I understand that Callcentric is having many issues outside their control, but when my Free incoming NY DID started giving fast busy, I finally took some time to setup a backup service.
In summary, Anveo is a capable backup service. As I have it configured, my costs are going to be $2.80 per month for a DID with free incoming minutes and E911. From what I can tell it is possible to have E911 with Anveo for only .80 per month using it as a SIP only account.
Here is a summary of how I got it setup. It took about 3 hours since there was a wait until my account was funded. Not to mention it took a bit if trial and error since the Anveo website is not particularly friendly for someone who doesn't know anything (like me).
Anveo configuration.
#1 - Go to the Anveo website and create an account. This account is free and is necessary to add services.
#2 - Enable SIP. Note the recommendations on putting some Call Security on that, and take those steps. Once you enable sip you can configure your Obi to talk to the sip. Obi has built in support for Anveo. I have an Obi202 so I set up Anveo as SIP3. Once the Obi is configured your Anveo dashboard will show SIP Status as Online. Note that Anveo will give you a username and password to configure the account.
#3 - Add money to your account balance. Use Paypal or Google Wallet to add a minumum of $10 to your Anveo balance. Note this can take a few hours to 24 hours to show up in your Anveo account. For me it took about 2 hours for my $10 to show up.
#4 - Turn on E911. You can not configure E911 until you have a balance as the first seutp takes the monthly access fee. But once the money is there you can turn it on.
You should now have E911 and can configure that SIP provider in the Obi for to support E911. Anveo will generate a generic call back number if you place 911 over the sip that if dialed by 911 will ring back to your sip account. So I don't believe you need a DID to get 911 service. Now I didn't test that. But that is what ever indication I had was.
#5 - order a new phone number. You pick your region, state, and area code, then pick the type of number. There is the Anveo Value which is $1.00p/month in the US, and allows 150 min/day incoming calls. I chose the Personal Unlimited number which allows all incoming calls Free. Cost is $2.00 per month. That plus E911 has me at $2.80 per month vs CallCentric of 1.80 per month for the NY DID. One big difference is this number can be from many places, not just NY.
#6 - Once you have the number on your account, configure the new phone number to use "This Account" ATA/IP Phone/softphone on the Call handler. This will cause your Obi to ring however you have it configured from step 2.
You can now enroll that number for Google Voice.

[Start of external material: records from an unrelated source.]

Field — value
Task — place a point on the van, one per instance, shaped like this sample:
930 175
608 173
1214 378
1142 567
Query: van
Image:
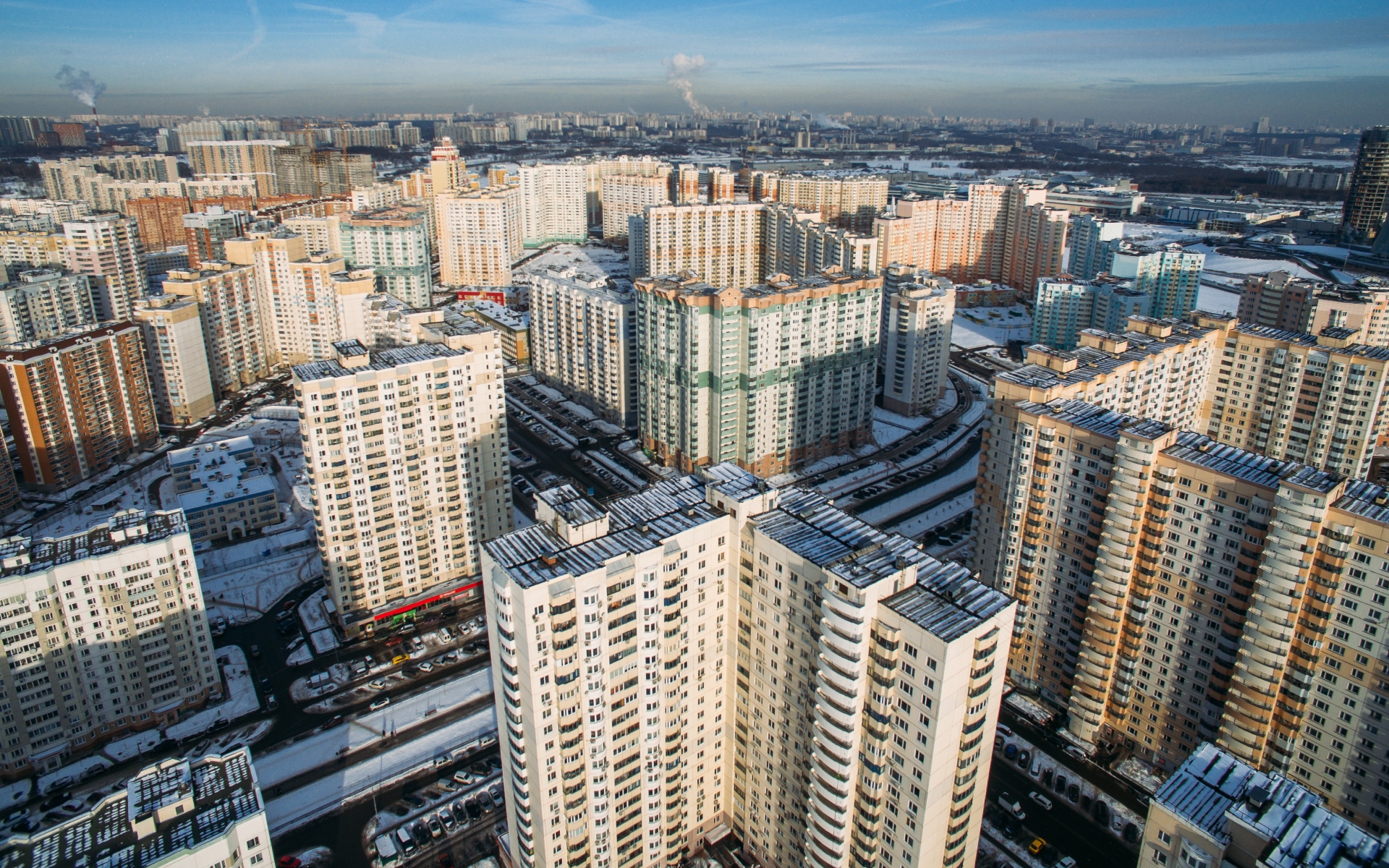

And have it setup so Google voice calls route through it. Calls to that number will ring on SP3 of your Obi (assuming you put the Aveno on SP3).
CNAME w/ CALLER IDThe down side to Anveo vs Callcentric is that Cname callerid isn't free. It is .009 cents per lookup.
I've enabled it for now to see how it works, but since I started using google voice and callcentric, I've started building a contact list, and I was able to export my list as CSV from Callcentric and load it into Anveo's contact list. Like Callcentric, if a call comes in for someone in the contact list, the contact info from the list is presented as the incoming caller id rather than doing the cname lookup. So you can have CNAME disabled and still get names for those you regularly get calls from by setting them up in contacts.
Anveo does have a service to sync your contacts with Google, but with a setup charge of around $30 and a $5.00 monthly fee, I can manage my list myself.
So that's what I'll be experimenting with for a while.